IRS rescinds rules, puts tax preparers in disarray
WASHINGTON (Reuters) - The tax return preparation industry was thrown into disarray on Tuesday when the U.S. Internal Revenue Service rescinded new registration and training rules affecting up to 700,000 tax return preparers.
The tax-collection agency backed away from its new program, meant to crack down on unscrupulous preparers, after a court decision on Friday barred the IRS from enforcing tax return preparer regulations.
In complying with the court's permanent injunction, the IRS said nonprofessional tax return preparers "are not currently required" to register with the agency, pass a competency test or take continuing education classes to do tax returns.
"I'm just picking my jaw off the ground," said Jeff Trinca, a Washington lobbyist who represents some tax preparers, adding that the suspension of the IRS program could put billions of dollars in tax returns at renewed risk of being mishandled.
"This isn't chicken feed, this is dramatic," Trinca said.
The government can appeal the decision, written by Judge James Boasberg for the U.S. District Court for the District of Columbia, who was nominated by President Barack Obama in 2010.
The IRS "continues to have confidence in the scope of its authority to administer this program," the agency said in a statement. "It is considering how best to address the court's order and will take further action shortly."
The IRS said lawyers, accountants and other licensed tax return professionals must still meet the regulatory requirements related to their certifications.
The IRS rules were criticized by some because of the new fees they slapped on practitioners, but broadly supported as a way to regulate a free-wheeling industry and fight tax refund fraud.
Thousands of independent "mom and pop" operators, as well as employees for tax return companies H&R Block Inc (HRB.N) and Jackson Hewitt Tax Service Inc JAKHT.UL were complying with the IRS rules.
"It is quite a mess," Mark Steber, chief tax officer at Jackson Hewitt, told Reuters in the wake of the court ruling.
About a quarter of the roughly 140 million individual tax returns filed annually are done with help from a non-professional tax preparer, said Gil Luria, an analyst with investment firm Wedbush Securities.

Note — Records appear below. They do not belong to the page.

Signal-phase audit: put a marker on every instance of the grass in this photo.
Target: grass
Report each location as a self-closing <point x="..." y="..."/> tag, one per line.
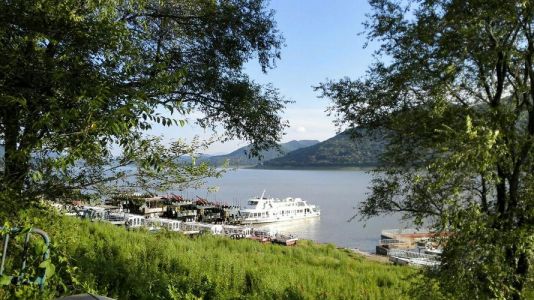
<point x="108" y="260"/>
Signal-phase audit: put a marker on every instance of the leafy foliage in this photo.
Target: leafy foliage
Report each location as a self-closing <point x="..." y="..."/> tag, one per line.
<point x="108" y="260"/>
<point x="454" y="87"/>
<point x="80" y="77"/>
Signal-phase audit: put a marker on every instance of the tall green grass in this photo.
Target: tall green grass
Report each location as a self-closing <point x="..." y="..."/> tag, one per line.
<point x="108" y="260"/>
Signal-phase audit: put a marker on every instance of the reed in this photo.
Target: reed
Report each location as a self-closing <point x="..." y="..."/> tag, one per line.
<point x="112" y="261"/>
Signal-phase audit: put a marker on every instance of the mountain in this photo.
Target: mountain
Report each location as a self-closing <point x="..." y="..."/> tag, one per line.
<point x="240" y="157"/>
<point x="338" y="151"/>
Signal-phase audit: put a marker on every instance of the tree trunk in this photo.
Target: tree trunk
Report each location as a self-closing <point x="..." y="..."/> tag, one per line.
<point x="16" y="162"/>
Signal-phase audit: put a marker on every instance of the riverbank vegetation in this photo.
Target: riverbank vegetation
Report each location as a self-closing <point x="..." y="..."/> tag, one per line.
<point x="109" y="260"/>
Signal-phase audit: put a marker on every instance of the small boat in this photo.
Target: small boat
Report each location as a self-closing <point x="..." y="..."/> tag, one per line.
<point x="288" y="240"/>
<point x="268" y="210"/>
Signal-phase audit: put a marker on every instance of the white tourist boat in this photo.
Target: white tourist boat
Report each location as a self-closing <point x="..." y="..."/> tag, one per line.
<point x="267" y="210"/>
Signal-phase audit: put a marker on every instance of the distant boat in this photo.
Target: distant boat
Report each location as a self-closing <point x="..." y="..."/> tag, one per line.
<point x="268" y="210"/>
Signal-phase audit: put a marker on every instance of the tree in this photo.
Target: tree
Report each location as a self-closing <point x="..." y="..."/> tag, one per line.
<point x="453" y="85"/>
<point x="78" y="77"/>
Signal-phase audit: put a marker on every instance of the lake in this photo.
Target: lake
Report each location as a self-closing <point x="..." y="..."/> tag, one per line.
<point x="337" y="192"/>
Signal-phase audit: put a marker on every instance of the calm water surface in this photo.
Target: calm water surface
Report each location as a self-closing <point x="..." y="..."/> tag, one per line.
<point x="336" y="192"/>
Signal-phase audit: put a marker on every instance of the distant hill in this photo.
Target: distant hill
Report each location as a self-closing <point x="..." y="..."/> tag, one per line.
<point x="240" y="157"/>
<point x="339" y="151"/>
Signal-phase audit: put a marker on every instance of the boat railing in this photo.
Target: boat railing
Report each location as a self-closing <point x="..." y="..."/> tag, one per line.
<point x="392" y="242"/>
<point x="411" y="254"/>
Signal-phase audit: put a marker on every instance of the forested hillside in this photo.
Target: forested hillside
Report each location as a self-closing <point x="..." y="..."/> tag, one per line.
<point x="240" y="157"/>
<point x="339" y="151"/>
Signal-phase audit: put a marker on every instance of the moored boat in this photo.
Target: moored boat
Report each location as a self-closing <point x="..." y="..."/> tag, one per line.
<point x="268" y="210"/>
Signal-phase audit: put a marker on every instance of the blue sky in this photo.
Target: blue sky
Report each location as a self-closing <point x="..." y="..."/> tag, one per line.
<point x="322" y="42"/>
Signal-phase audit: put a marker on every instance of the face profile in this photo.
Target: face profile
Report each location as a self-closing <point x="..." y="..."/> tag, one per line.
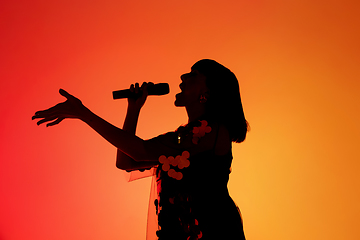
<point x="192" y="86"/>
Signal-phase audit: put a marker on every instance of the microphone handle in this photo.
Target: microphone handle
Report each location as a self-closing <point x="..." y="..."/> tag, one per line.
<point x="153" y="89"/>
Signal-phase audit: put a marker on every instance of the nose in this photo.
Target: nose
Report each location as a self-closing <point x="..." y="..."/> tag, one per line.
<point x="182" y="77"/>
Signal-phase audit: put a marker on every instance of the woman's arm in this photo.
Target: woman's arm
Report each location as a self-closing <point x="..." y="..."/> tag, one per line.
<point x="128" y="143"/>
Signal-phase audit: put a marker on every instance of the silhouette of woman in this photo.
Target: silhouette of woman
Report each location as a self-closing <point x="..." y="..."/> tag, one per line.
<point x="192" y="163"/>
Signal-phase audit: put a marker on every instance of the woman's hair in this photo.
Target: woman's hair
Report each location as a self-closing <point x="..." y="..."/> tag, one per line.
<point x="224" y="101"/>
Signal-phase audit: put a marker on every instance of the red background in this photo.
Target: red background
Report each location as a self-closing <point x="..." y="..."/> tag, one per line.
<point x="295" y="177"/>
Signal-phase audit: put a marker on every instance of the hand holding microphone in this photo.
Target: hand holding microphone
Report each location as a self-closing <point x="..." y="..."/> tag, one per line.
<point x="153" y="89"/>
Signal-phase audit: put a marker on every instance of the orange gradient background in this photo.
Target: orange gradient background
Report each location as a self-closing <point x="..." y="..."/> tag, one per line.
<point x="295" y="177"/>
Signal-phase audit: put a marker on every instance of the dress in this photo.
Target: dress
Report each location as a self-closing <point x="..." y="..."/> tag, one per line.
<point x="193" y="200"/>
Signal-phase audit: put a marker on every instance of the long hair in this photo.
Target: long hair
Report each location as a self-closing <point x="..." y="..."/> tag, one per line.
<point x="224" y="101"/>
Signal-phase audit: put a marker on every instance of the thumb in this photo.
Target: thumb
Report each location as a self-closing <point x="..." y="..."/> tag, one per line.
<point x="65" y="93"/>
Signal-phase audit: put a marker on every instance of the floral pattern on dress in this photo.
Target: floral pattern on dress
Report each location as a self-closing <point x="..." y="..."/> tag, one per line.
<point x="180" y="161"/>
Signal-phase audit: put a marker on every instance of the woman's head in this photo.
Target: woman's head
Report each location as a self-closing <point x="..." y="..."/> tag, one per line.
<point x="223" y="101"/>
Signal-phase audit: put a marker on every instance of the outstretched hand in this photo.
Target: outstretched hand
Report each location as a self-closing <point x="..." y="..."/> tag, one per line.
<point x="71" y="108"/>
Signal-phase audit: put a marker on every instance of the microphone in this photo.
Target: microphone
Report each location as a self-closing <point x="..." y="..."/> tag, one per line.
<point x="153" y="89"/>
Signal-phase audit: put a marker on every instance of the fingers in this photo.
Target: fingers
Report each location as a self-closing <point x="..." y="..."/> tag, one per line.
<point x="47" y="119"/>
<point x="46" y="113"/>
<point x="57" y="121"/>
<point x="144" y="89"/>
<point x="65" y="93"/>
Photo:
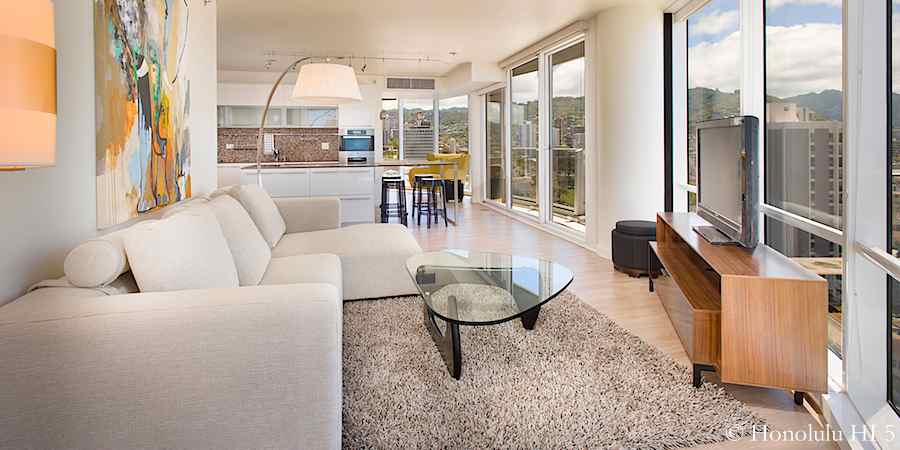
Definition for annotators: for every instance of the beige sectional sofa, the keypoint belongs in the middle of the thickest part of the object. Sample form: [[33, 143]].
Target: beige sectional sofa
[[145, 344]]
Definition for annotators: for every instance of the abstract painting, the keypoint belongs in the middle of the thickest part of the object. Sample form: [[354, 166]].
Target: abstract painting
[[142, 107]]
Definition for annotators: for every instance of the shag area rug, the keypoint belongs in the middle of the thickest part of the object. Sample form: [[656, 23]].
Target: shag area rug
[[577, 380]]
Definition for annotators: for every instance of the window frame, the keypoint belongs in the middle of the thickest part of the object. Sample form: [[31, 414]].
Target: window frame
[[859, 399], [544, 218]]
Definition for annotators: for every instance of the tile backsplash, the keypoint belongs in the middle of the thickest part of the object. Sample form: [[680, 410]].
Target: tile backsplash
[[293, 144]]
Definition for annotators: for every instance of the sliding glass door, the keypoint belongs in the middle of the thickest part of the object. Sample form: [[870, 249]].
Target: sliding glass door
[[567, 162], [525, 137], [418, 128], [495, 147], [535, 139]]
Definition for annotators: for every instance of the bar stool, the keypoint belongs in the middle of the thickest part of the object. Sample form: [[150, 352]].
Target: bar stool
[[390, 209], [422, 197], [438, 189]]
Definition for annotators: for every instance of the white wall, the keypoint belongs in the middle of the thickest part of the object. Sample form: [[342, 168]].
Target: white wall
[[48, 211], [629, 176], [253, 88]]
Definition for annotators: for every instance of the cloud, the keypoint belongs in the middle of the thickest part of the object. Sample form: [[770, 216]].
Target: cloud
[[455, 102], [895, 49], [716, 65], [715, 23], [799, 59], [773, 4]]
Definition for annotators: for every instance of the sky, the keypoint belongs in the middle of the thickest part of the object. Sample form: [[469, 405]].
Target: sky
[[803, 46], [568, 81]]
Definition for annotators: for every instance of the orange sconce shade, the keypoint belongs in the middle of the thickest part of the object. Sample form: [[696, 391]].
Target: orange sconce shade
[[27, 85]]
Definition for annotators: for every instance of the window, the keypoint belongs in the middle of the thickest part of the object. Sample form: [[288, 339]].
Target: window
[[390, 126], [525, 133], [418, 128], [804, 138], [894, 213], [804, 102], [536, 138], [453, 136], [496, 146], [567, 155], [713, 73]]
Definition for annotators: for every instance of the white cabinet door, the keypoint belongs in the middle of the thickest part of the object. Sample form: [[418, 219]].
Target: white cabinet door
[[281, 183], [342, 182], [229, 175]]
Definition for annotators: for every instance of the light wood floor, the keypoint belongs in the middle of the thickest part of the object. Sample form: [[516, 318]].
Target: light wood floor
[[623, 299]]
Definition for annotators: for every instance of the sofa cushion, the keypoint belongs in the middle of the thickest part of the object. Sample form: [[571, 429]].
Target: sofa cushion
[[315, 268], [264, 213], [246, 368], [97, 262], [373, 257], [250, 251], [234, 191], [184, 251], [184, 205]]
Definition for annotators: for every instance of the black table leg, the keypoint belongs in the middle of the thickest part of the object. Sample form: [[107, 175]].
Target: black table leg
[[447, 342], [698, 377], [530, 318]]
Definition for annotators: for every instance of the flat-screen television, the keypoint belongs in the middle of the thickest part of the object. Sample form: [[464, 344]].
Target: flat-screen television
[[727, 180]]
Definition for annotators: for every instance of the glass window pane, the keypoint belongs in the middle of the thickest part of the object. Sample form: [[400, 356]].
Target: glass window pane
[[453, 134], [418, 128], [804, 123], [567, 137], [525, 131], [390, 128], [714, 67], [894, 292], [818, 256], [496, 146]]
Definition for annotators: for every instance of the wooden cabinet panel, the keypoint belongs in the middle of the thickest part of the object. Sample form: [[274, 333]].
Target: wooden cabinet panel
[[755, 315], [774, 333]]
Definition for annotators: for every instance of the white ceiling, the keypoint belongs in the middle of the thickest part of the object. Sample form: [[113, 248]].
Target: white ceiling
[[476, 30]]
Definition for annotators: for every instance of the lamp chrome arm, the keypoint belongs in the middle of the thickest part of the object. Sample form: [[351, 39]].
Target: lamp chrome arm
[[262, 125]]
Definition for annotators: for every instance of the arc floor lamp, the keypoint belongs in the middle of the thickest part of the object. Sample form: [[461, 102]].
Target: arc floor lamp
[[27, 85], [318, 84]]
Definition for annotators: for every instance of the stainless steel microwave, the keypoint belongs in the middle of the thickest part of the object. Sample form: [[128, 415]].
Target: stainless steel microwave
[[357, 143]]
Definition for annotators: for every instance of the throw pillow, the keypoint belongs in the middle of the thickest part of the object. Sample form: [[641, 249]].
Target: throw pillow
[[184, 251], [264, 213], [250, 251]]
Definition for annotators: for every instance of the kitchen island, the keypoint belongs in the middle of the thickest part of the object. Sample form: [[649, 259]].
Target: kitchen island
[[358, 185]]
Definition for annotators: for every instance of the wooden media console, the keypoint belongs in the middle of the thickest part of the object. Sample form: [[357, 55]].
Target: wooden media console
[[754, 316]]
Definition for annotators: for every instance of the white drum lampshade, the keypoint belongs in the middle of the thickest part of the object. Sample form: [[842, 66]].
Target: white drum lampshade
[[325, 84], [27, 85]]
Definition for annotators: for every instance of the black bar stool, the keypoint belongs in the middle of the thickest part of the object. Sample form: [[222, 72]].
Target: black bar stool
[[390, 184], [422, 197], [438, 208]]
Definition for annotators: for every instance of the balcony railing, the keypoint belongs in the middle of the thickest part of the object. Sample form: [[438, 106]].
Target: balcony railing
[[567, 178]]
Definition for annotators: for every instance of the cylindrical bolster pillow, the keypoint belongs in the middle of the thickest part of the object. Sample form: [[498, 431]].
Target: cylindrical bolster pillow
[[97, 262]]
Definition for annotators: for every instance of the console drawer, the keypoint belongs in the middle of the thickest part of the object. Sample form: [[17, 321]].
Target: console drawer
[[698, 329]]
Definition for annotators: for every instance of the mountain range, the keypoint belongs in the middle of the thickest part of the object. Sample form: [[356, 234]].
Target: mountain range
[[827, 104]]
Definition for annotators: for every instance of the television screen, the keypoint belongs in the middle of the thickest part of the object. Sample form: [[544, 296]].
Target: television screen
[[720, 162]]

The court ruling could hurt institutional tax-preparation providers such as H&R Block and Jackson Hewitt by reopening the market to small competitors that the IRS program had been expected to squeeze out, said Luria, who covers the industry.
Under the IRS requirements, preparers had 2 1/2 hours to finish a 120-question competency test that cost $116. They also had to take 15 hours of continuing-education classes annually.
About 55,000 individuals have already passed the test, said Chuck McCabe, chief executive of the Income Tax School in Richmond, Virginia. Some of these individuals will seek a refund from the IRS for their test fee, he said.
If the court decision is not reversed on appeal "it could be a real can of worms," McCabe said.
Regulating tax preparers was a top priority for former IRS Commissioner Doug Shulman before he stepped down in November.
Shulman called in 2009 for an IRS effort to root out tax preparation fraud. The return preparer initiative began in 2011.
Shulman, now a guest scholar at the Brookings Institution, could not be reached for comment.
In March 2012, three independent tax preparers and the Institute for Justice, a conservative civil-liberties advocacy group, challenged the program's legal authority. They accused the IRS of enforcing the requirements without congressional approval.
The IRS said a law dating to 1884 gave it that authority, but the court disagreed and halted the agency's initiative.
The IRS wants to weed out dishonest tax preparers who can abuse their access to clients' sensitive financial information. Tax refund fraud soared in the years leading up to the regulations as Congress passed new tax credits refundable for cash.
The IRS prevented $6.1 billion of tax refund fraud in 2012, according to the agency.